InterGlobe Aviation Ltd (IGAL) has clarified that the existence of Related Party Transactions (RPTs) were disclosed at the time of the IPO in 2015.

This was one of the main accusations that Rakesh Gangwal, co-founder, IndiGo Airlines, had made in his submission to SEBI late on Tuesday.

Also read:IndiGo co-founders feud over governance lapses

“Post the IPO, many of the RPTs have ceased to exist while others have been renewed on an arm’s length basis as part of the normal course of business,” the airline said in a media statement.

The statement adds that InterGlobe Enterprises and its Group Entities (IGE) Group has ensured that no entity of the group takes advantage under the RPTs. “Without exception, IGAL has received more favourable treatment from the IGE Group entities as compared to their other customers,” the statement said. It added that the materiality of the transactions for IGAL is not significant, as it was only 0.53 per cent of its consolidated turnover for fiscal 2018-19.

IGE and its founders (Rahul Bhatia and family) are one of the two promoters of IGAL, which owns and operates IndiGo.

‘No change in mission’

Ronojoy Dutta, CEO, IndiGo Airlines, has told employees that the mission, direction and growth strategy of IndiGo Airlines remain “unchanged and firmly in place.”

His message came less than 24 hours after the war of words between Rakesh Gangwal and Rahul Bhatia about corporate governance norms not being properly followed in the airline came out in the open.

Gangwal has accused Bhatia of various issues, including his attempt to build an ecosystem of other companies that would enter into dozens of related party transactions with IndiGo. Bhatia denied the allegations.

“The issues between them will eventually get sorted out, but I want to stress that these issues have nothing to do with the airline and its functioning,” Dutta said in his message.

Impact on stock

Gagan Dixit, aviation analyst, Elara Capital, said that the tussle between the two co-founders can potentially impact the decision-making process at the top. “If the promoters’ issue reaches a court/ regulator, there might be a risk of some restrictions with regard to many transactions till it is resolved,” he said.

“Till this is resolved, a major overhang would remain on this stock, as investors would avoid uncertainty,” he said.

Other analysts — who declined to be identified — however, felt that if the story is true, then corporate governance in the airline will be “hot” and the market will no longer consider it a professionally managed company.
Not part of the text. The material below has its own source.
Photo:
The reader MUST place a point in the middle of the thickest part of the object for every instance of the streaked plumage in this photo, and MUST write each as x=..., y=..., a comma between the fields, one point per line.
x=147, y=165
One analyst was of the opinion that the airline’s share price will take a hit since the auditors will closely scrutinise the transactions with related parties to ascertain if they have been done as per governance norms, following tender procedures and at Fair Market Values.

Another was of the view that IndiGo’s success has been credited to the vision and execution skills by way of synergy between the promoters. While Gangwal is known to be the brain behind the negotiations with OEMs and suppliers, Bhatia has been the man running the show and operations in India.

“Clearly, the differences, now snowballing into larger issues, if not settled, could result in concerns around dilution of benefits/advantage to IndiGo from the synergy between the promoters. This could hurt the profits/expansion plans,” the analyst added.